OSCII Activity A.6

Restoring yield productivity and C sequestration in organic farming systems on the Prairies: The role of composted manure in long-term studies

Activity summary

This research seeks to better understand how nutrient depleted organically-managed soils can be restored. Past research at the Glenlea site gives strong clues about solutions. One answer lies in recycling animal wastes in the form of composted manure back to the land. 

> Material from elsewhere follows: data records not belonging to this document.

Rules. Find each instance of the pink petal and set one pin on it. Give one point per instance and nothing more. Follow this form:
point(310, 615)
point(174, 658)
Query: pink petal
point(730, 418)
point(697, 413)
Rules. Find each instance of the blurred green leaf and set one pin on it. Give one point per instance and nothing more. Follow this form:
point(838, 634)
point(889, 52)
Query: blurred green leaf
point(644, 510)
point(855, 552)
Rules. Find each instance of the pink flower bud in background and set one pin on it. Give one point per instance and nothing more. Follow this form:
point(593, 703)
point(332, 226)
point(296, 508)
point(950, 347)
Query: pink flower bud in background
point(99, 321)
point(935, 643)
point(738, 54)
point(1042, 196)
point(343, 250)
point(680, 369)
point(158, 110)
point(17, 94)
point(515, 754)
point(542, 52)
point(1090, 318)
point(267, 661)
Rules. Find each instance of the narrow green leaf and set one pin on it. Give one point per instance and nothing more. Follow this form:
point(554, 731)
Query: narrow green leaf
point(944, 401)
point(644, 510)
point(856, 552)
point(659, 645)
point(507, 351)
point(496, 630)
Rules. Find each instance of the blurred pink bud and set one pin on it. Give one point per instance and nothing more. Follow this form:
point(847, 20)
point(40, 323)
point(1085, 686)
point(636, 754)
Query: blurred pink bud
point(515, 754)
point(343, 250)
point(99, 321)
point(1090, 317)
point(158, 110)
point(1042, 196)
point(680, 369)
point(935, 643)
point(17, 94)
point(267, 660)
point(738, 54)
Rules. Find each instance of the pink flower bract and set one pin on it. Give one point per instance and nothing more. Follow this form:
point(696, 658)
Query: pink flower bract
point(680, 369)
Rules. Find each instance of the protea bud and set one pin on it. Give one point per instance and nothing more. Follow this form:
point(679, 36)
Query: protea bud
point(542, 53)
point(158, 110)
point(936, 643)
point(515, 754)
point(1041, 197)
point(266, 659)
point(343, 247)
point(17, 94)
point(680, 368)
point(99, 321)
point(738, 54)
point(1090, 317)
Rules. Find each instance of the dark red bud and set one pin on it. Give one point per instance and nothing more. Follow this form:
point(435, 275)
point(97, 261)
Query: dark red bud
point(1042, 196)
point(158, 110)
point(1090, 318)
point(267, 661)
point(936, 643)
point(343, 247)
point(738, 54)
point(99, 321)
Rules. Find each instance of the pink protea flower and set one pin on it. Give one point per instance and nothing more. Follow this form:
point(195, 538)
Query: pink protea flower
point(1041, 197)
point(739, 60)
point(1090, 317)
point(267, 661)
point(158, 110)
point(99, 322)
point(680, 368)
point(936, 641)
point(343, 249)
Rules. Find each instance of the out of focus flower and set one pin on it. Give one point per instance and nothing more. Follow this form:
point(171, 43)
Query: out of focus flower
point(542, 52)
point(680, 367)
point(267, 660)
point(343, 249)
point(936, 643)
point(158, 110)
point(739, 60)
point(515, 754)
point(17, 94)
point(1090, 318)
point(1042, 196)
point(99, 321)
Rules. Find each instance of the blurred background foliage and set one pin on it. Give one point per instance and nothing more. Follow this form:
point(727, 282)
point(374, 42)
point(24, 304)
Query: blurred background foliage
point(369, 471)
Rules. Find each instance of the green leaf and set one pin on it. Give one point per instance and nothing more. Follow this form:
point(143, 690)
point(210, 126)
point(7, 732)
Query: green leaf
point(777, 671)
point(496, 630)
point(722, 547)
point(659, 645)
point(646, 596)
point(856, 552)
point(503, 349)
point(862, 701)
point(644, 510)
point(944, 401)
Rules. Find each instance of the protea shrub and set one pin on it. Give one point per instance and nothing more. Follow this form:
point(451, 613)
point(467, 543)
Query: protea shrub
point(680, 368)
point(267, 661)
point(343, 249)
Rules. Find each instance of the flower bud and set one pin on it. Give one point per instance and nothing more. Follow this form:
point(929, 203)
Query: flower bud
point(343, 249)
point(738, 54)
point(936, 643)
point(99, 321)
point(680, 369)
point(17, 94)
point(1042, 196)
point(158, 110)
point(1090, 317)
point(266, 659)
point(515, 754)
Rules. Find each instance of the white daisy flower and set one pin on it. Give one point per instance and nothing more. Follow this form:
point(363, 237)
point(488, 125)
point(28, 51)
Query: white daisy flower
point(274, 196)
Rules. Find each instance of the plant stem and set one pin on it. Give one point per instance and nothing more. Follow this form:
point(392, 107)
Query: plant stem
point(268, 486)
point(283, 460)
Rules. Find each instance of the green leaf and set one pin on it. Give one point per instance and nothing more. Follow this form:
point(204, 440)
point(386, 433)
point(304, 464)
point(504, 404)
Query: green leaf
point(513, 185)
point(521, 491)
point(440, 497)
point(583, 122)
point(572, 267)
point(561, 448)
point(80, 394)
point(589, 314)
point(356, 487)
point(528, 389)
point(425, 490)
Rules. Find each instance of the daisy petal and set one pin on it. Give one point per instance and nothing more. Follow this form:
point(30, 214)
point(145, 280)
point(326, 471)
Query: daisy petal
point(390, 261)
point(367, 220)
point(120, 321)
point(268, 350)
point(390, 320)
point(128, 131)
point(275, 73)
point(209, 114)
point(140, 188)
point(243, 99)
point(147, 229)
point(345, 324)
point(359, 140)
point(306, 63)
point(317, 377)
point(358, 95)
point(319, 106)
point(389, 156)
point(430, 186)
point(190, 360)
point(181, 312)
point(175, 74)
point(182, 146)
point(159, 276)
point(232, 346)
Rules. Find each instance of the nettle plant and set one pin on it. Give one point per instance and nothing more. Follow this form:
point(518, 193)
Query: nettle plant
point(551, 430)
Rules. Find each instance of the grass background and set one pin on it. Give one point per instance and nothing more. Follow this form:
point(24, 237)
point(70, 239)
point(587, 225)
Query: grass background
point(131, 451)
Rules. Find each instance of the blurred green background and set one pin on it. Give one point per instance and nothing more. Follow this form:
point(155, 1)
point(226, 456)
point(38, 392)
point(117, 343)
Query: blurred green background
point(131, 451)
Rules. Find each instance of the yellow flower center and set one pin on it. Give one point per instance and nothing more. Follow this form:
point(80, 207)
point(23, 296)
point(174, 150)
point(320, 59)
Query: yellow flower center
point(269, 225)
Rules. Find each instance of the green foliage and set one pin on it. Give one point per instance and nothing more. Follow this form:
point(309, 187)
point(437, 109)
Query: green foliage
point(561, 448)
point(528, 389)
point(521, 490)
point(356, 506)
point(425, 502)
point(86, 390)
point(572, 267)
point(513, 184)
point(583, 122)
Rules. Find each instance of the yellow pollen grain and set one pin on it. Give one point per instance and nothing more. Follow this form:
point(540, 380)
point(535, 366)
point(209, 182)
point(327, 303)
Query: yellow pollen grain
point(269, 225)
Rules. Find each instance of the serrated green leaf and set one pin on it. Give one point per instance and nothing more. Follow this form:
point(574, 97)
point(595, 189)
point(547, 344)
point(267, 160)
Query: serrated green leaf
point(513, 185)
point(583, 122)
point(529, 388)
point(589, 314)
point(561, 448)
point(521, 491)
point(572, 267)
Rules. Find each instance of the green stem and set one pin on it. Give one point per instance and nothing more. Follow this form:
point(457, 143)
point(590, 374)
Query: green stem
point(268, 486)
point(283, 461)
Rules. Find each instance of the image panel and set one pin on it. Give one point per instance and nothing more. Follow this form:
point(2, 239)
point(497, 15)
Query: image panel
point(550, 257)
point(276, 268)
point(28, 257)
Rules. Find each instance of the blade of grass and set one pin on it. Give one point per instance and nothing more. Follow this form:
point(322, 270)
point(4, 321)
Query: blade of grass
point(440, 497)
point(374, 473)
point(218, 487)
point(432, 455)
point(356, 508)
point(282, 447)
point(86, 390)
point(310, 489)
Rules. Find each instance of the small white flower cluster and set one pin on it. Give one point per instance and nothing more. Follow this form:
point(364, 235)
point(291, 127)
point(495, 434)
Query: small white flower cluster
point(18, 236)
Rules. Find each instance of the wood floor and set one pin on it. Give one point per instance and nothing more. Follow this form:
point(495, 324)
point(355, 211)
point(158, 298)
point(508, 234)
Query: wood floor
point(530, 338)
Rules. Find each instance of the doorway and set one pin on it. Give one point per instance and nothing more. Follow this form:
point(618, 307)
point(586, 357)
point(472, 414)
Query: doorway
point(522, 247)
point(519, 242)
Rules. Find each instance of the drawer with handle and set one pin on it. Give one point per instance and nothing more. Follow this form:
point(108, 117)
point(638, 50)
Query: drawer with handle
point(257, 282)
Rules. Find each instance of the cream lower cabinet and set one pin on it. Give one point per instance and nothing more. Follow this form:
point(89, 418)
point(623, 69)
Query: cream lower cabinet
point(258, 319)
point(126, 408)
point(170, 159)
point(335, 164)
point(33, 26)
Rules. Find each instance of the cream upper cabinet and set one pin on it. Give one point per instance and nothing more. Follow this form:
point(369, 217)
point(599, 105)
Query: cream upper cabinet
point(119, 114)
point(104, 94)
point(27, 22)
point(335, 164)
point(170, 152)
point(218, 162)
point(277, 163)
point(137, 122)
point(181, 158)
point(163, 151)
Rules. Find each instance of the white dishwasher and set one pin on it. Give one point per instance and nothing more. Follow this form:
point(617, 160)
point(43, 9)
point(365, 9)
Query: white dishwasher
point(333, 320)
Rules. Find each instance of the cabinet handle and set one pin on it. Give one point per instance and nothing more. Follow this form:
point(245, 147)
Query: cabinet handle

This research will be conducted on two long-term organically farmed sites. The first is the Glenlea rotation, Canada’s oldest organic field crop experiment. Some highly productive systems at Glenlea have “run out” of easily available nutrients, making this an ideal site to conduct soil nutrient restoration research. The second site is an organic farm in southeastern Saskatchewan, where organic practices have been used for 25 years. The soils at this site are not yet seriously depleted, but levels of soil phosphorous are low.

This four year study will test different compost formulations and different application frequencies. The study will also measure how quickly soil nutrients are replenished using this system of animal waste recycling. These are practical considerations for farmers. 

How organic farming practices affect the soil's ability to sequester carbon is a question of significant interest to society. When nutrients become depleted in organic systems, soil carbon sequestration declines – we have observed these phenomena at Glenlea. Therefore, an important question here is how will restoring the nutrient status of soil restore the soil’s ability to absorb and hold carbon.

Not only will this research provide important scientific information, it is also very visual. Nutrient deficiencies are often very easy to detect in field crops. On the flip side, corrections to nutrient problems are also easy to visualize, making this project useful as a field teaching tool.